Getting out of a slump

Kyle Patrick

There’s a point in every angler’s career where things just don’t go right. You’re around fish but not catching them. You’re making good decisions but not getting bites. You lose a big one. You miss a check by ounces.

Nothing feels terrible, but nothing feels right either. That’s what a slump feels like in professional fishing. And if you fish long enough, you’re going to go through one.

I’m in one right now, so this isn’t coming from someone who just won and is trying to sound smart. This is real-time, in-the-trenches stuff that every Progressive Bassmaster Elite Series angler deals with whether they admit it or not. For me, it started far before the season even started.

Slumps don’t start on the water

The biggest mistake people make is thinking a slump is about fishing. Most of the time, it isn’t. It starts in your head. You start second-guessing decisions. You start running history instead of fishing the moment. You practice differently. You fish not to mess up instead of fishing to find something special. Instead of committing to an area, you leave too early. Instead of junk fishing, you try to force something. Instead of fishing free, you fish tight. I hate fishing tight, and that’s what I’ve been doing lately.

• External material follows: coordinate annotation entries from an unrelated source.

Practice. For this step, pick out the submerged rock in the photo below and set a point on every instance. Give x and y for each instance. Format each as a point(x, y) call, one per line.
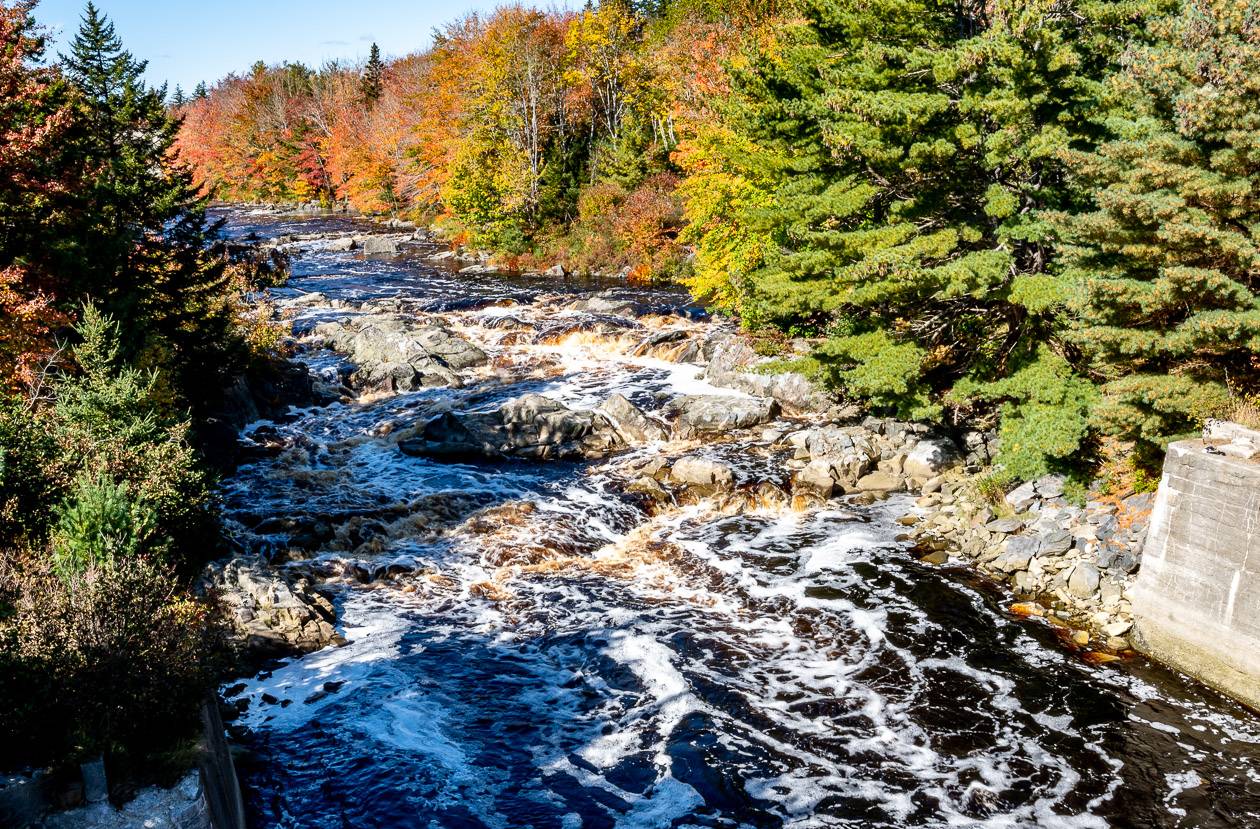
point(531, 426)
point(706, 413)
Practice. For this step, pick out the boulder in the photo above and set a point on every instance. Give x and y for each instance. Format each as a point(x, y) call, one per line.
point(630, 421)
point(378, 245)
point(271, 614)
point(397, 353)
point(1084, 581)
point(880, 481)
point(733, 364)
point(702, 473)
point(930, 457)
point(707, 413)
point(532, 426)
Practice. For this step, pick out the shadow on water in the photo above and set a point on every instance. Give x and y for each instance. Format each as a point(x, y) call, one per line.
point(566, 660)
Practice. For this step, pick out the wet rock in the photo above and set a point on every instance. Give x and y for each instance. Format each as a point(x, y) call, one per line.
point(1084, 581)
point(880, 481)
point(707, 413)
point(398, 353)
point(930, 457)
point(630, 421)
point(731, 363)
point(274, 615)
point(702, 473)
point(532, 426)
point(378, 245)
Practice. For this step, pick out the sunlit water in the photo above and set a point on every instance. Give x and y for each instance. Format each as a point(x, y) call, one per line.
point(566, 660)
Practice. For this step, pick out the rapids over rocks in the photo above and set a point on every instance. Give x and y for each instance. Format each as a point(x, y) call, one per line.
point(551, 651)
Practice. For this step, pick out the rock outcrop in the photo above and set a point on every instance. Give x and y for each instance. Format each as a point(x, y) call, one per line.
point(397, 353)
point(274, 615)
point(532, 426)
point(711, 413)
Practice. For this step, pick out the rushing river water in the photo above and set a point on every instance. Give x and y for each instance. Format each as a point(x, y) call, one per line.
point(566, 660)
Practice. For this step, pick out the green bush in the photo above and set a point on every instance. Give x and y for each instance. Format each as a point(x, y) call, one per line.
point(98, 524)
point(126, 653)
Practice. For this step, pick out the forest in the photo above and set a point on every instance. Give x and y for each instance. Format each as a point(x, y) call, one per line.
point(1036, 216)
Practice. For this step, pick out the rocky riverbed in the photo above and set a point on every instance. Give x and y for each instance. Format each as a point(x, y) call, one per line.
point(565, 553)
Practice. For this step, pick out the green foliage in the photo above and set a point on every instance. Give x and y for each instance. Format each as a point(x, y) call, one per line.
point(1045, 410)
point(1164, 267)
point(127, 657)
point(98, 524)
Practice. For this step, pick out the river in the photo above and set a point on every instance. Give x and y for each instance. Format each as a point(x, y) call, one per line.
point(563, 659)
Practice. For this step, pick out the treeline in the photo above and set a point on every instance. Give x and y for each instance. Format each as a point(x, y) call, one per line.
point(119, 325)
point(1038, 216)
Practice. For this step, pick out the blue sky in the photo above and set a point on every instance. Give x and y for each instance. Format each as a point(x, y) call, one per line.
point(187, 42)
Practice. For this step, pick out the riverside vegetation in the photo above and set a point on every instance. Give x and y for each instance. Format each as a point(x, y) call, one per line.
point(1023, 229)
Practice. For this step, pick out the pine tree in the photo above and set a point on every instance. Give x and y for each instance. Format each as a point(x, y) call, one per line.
point(140, 247)
point(909, 150)
point(373, 76)
point(1167, 266)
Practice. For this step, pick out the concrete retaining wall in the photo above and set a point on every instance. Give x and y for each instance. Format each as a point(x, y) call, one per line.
point(1196, 601)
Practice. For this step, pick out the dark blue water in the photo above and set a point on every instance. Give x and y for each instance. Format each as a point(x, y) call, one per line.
point(563, 659)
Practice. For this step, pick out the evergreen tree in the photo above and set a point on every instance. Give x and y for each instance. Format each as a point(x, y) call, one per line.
point(373, 76)
point(1168, 262)
point(143, 233)
point(907, 150)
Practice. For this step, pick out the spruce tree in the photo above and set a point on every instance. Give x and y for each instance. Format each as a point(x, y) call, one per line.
point(141, 243)
point(373, 76)
point(911, 149)
point(1167, 266)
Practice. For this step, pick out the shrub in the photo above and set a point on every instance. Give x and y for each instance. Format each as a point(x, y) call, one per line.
point(129, 655)
point(98, 524)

Tournament fishing is one of the only sports where you have four full days to sit with your decisions and your thoughts. That can be dangerous when things aren’t going well. I start doing the math in my head: points; checks; Classic qualification; Angler of the Year standings. I start thinking about everything except catching the next bass.

That’s when the spiral starts for me. I try to do too much instead of doing one thing well. Before you know it, you’re fishing against the lake, the fish, the field and yourself. You’ll lose that battle every time.

How you actually get out of a slump

People always talk about getting out of a slump. They expect some secret bait or technique to help. But the truth is, you don’t get out of a slump by doing more. You get out of a slump by simplifying everything. When I’m struggling, I try to go back to three things:

1. Fish the moment, not the past.

History is the most dangerous thing in professional fishing. Just because you caught them somewhere in 2021 doesn’t mean they live there now. Every event is new. The anglers who adjust the fastest are the ones who cash checks.

2. Commit to something.

Indecision will sink you faster than a bad pattern. I’d rather commit to the wrong thing for half a day than run around all day doing nothing. Momentum matters in fishing.

3. Slow down.

When things are going bad, everyone speeds up, including me. I am particularly bad about this. I run more, change more, think more, panic more. The best thing you can do is slow down and fish clean. Not fish harder.

Confidence is everything

At the Elite Series level, there are only minor differences that separate the top from the bottom. The real difference is mindset and confidence.

Confidence makes you stay another 30 minutes.
Confidence makes you pick up the big bait.
Confidence makes you run to new water.
Confidence makes you fish slow when you only have two bites.

I could go on and on. Confidence is so key because it allows me, in high-pressure situations, to just go fishing again. It reminds me why I’m good at this.

Perspective matters

It’s easy to forget, but we get to fish for a living. That was the dream when we were kids. Somewhere along the way, pressure, points, money and expectations start to crowd that out. Whenever I’m struggling, like I am now, I try to remember that kid who just wanted to be a professional fisherman. That has been helping me lately.

Because the truth is, slumps don’t last forever. But how you handle them says a lot about you as an angler and as a person. For me, I think this slump is exactly what I need to get even better than I was before.